Cotlet recently partnered self-assembled two-dimensional nanoparticles, such as the one-atom-thick graphene, with light-absorbing materials like organic compounds.
The result enhances their ability to detect light, which could be valuable in medical imaging, radiation detection and surveillance applications. The mini-partnership boosted the photoresponse of graphene by up to 600 percent by changing the structure of the polymer.
Indeed, a defense contractor has shown an interest in research they could use for low light level detection applications, Cotlet said.
Like other scientists at BNL, Cotlet not only conducts his own research, but he also helps other scientists who come to the Department of Energy facility to use the equipment at the CFN, to make basic and translational science discoveries.
Cotlet patented a self-assembly process before he published it.
He is continuing conversations with a big company that is exploring the benefits of this type of approach for one of its product, while he is also working with the technology transfer office at BNL to look at the development of photodetectors for low light applications.
“Having graphene and the conductor polymer would absorb light from ultraviolet to visible light,” Cotlet said.
The physics changes from bulk to nanoparticles to nanocrystals, Cotlet said, and he engineers the smaller materials for a given function.
“We basically like to play with the interface between different types of nanomaterials,” he said. “We like to control the light-simulated process.”
Working at an energy department site, he also has experience with solar panels and with light-emitting diodes.
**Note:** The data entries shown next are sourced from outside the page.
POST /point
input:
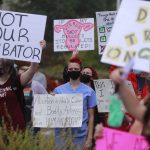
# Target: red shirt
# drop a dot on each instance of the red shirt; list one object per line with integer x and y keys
{"x": 10, "y": 104}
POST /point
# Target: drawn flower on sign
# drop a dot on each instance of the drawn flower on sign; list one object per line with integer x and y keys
{"x": 72, "y": 31}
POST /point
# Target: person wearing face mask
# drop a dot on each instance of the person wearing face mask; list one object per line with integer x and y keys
{"x": 81, "y": 136}
{"x": 11, "y": 93}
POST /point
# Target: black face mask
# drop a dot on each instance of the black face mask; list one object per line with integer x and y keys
{"x": 74, "y": 74}
{"x": 85, "y": 78}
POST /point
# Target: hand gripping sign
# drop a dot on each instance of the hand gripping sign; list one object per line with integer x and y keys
{"x": 72, "y": 30}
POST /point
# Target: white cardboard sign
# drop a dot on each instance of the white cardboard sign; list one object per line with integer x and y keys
{"x": 20, "y": 35}
{"x": 130, "y": 36}
{"x": 58, "y": 111}
{"x": 74, "y": 34}
{"x": 105, "y": 21}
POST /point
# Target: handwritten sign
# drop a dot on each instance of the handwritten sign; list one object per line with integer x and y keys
{"x": 20, "y": 34}
{"x": 130, "y": 36}
{"x": 105, "y": 88}
{"x": 118, "y": 140}
{"x": 105, "y": 21}
{"x": 74, "y": 34}
{"x": 61, "y": 110}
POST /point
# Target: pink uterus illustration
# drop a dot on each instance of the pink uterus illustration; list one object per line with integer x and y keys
{"x": 72, "y": 31}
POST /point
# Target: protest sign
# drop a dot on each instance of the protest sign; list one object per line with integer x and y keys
{"x": 105, "y": 21}
{"x": 130, "y": 36}
{"x": 104, "y": 89}
{"x": 118, "y": 140}
{"x": 20, "y": 34}
{"x": 74, "y": 34}
{"x": 61, "y": 110}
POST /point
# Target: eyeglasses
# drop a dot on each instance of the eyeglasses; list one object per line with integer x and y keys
{"x": 73, "y": 69}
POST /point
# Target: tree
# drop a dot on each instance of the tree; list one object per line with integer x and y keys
{"x": 63, "y": 9}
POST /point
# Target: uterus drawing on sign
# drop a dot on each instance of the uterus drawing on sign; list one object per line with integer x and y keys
{"x": 72, "y": 30}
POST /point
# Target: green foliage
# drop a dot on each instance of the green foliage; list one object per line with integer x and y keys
{"x": 64, "y": 9}
{"x": 18, "y": 140}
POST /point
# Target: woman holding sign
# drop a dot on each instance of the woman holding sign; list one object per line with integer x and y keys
{"x": 11, "y": 92}
{"x": 81, "y": 137}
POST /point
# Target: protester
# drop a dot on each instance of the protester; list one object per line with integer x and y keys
{"x": 11, "y": 93}
{"x": 81, "y": 137}
{"x": 40, "y": 77}
{"x": 140, "y": 112}
{"x": 138, "y": 80}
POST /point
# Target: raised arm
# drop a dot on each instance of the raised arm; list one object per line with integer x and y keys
{"x": 131, "y": 103}
{"x": 27, "y": 75}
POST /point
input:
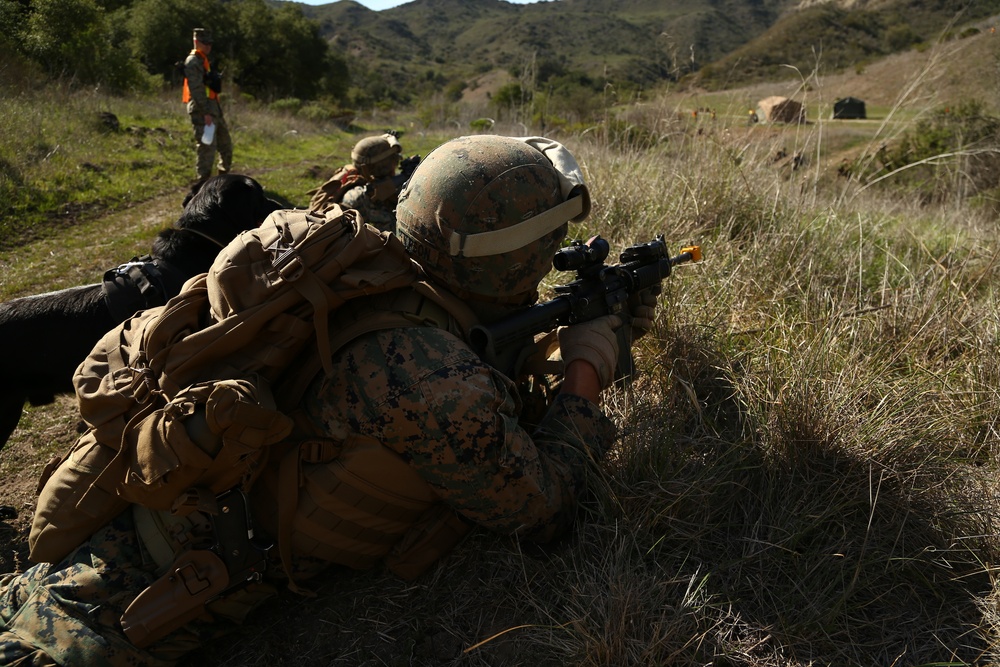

Jariwala described the science as extending to interfaces that also occur in nature, such as in photosynthesis and bioluminescence. “By combining techniques and materials that we have developed and looked at, we hope to answer fundamental mechanistic questions and provide insights into long-standing questions about biological energy conversion processes,” he wrote.
As far as some of the current materials he uses, Cotlet works on graphene and the transition metal dichalcogenides and he explores their potential application as quantum materials. He tries to look for emerging properties coming out of nanomaterials for various applications, but most of his efforts are in basic science.
Jariwala explained that he and Cotlet are seeking to understand the efficient transduction of energy in quantum sized systems when they are brought close to one another in an orderly fashion.
After his upbringing in Romania, where he attended college, Cotlet appreciated the opportunity to learn from one of the pioneering groups in the world in single-molecule microscopy at the Katholieke Universiteit Leuven in Belgium, where he studied for his doctorate.
He also did a fellowship at Harvard, where he worked on unique microscopy, and then went on to conduct postdoctoral work at Los Alamos National Laboratory, where he worked on protein folding and on optimal imaging methods.
Cotlet arrived at the CFN just as the facility was going online.
“The CFN went beyond its original promise for cutting edge science,” he said. The center has been, and he continues to hope it will be, the best place he could dream of to conduct research.
The postdoctoral researchers who have come through his lab have all been successful, either leading their own projects or joining commercial teams.
Up until he was 18, Cotlet wasn’t focused on science, but, rather, anticipated becoming a fighter pilot. He discovered, however, that he had a vision defect.
“All my childhood, I was set up to become a fighter pilot,” but the discovery of a condition called chromatopsy changed his plans.
A resident of Rocky Point, Cotlet lives with his wife, Ana Popovici, who is an administrative assistant at BNL, and their middle school daughter.
As for his future work, he is interested in building on the research into quantum materials.
“I’m looking forward to trying to integrate my research” into this arena, he said.